Всмотревшись в огорченное, с дрожащими губами лицо бабы Ирочки, мрачно настроенный Рудольф Сергунин вдруг рассмеялся, шагнул к ней, взял в руки ее сухонькую головку, как берут драгоценный и хрупкий сосуд, наклонился, нежно поцеловал ее в лоб.

— Тебя я люблю, Ирочка. Любовь есть. Но иная. Она как счастье. Любовь — когда ничего от человека не надо. Есть он — есть жизнь, свет. И смерть — ничто для такой любви. Ты ведь из могилы будешь приходить ко мне, правда?

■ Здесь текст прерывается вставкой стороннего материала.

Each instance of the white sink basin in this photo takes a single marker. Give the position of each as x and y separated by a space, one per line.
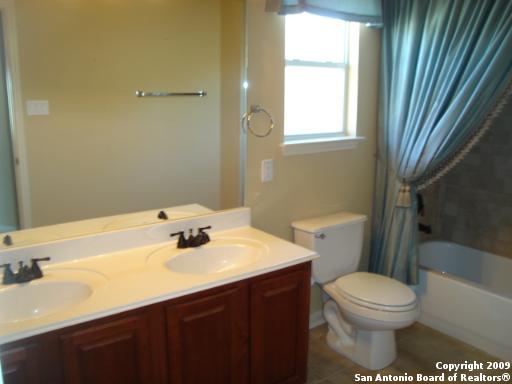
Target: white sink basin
219 255
57 291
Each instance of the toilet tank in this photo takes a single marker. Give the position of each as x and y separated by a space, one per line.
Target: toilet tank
338 240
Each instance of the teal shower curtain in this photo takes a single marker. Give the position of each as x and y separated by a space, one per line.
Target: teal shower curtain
445 63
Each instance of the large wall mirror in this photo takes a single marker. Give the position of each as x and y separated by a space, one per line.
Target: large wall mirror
87 147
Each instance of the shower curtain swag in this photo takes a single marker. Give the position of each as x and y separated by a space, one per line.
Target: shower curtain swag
446 73
443 169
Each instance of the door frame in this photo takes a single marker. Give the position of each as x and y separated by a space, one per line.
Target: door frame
15 104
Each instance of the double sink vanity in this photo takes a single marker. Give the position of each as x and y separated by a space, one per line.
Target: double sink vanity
129 306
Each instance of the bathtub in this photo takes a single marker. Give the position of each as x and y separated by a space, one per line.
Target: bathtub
467 294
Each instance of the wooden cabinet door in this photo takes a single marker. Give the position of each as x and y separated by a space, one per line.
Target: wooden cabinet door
21 364
207 337
279 328
113 352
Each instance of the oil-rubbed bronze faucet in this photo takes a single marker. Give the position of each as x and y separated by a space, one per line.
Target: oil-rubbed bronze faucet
25 273
192 241
7 240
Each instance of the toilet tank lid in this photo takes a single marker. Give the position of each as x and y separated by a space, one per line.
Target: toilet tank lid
318 224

Баба Ирочка уткнулась в грудь Рудольфа, плечи ее затряслись, он минуту молчал, водил ладонью по сухонькой, сгорбленной спине, по сухим белым волосам, потом сказал:

— Слушай, я тебя рассмешу. На работе или в гараже я говорю: надо домой — Ирочка придет. И все кивают, подмигивают: понятно, мол, сочувствуем. А один, арматурщик Гурко, пристает — покажи свою Ирочку. Пора тебя показать. Приоденься, маникюр наведи, в парикмахерскую… Нет, я тебе шиньон куплю, хочешь? Такой голубовато-сизый, как из стальной проволоки.

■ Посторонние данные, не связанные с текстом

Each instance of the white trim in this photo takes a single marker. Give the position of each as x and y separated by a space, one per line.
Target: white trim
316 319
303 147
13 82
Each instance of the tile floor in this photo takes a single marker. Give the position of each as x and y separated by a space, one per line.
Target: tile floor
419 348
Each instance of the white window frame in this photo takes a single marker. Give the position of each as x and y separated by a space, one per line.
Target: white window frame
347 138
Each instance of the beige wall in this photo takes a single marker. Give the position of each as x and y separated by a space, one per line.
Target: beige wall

Улыбнулась баба Ирочка, промокнула платочком глаза, совсем молодо принялась суетиться: убирать в комнате, мыть чашки и прочее, ворчать на внука за вечный беспорядок — все разом, и еще успевала улыбаться своим мыслям, своему Рудику.

— Я пойду, Ирочка.

— Куда это?

— В ГАИ. Забыла? Надо действовать. Сразу. А то убежит куда-нибудь лысый тип на голубой «Волге».

— Я тебя подожду тогда.

— Ну, зачем…

— Ужин приготовлю, постираю, отдохну. На весь день у своих отпросилась.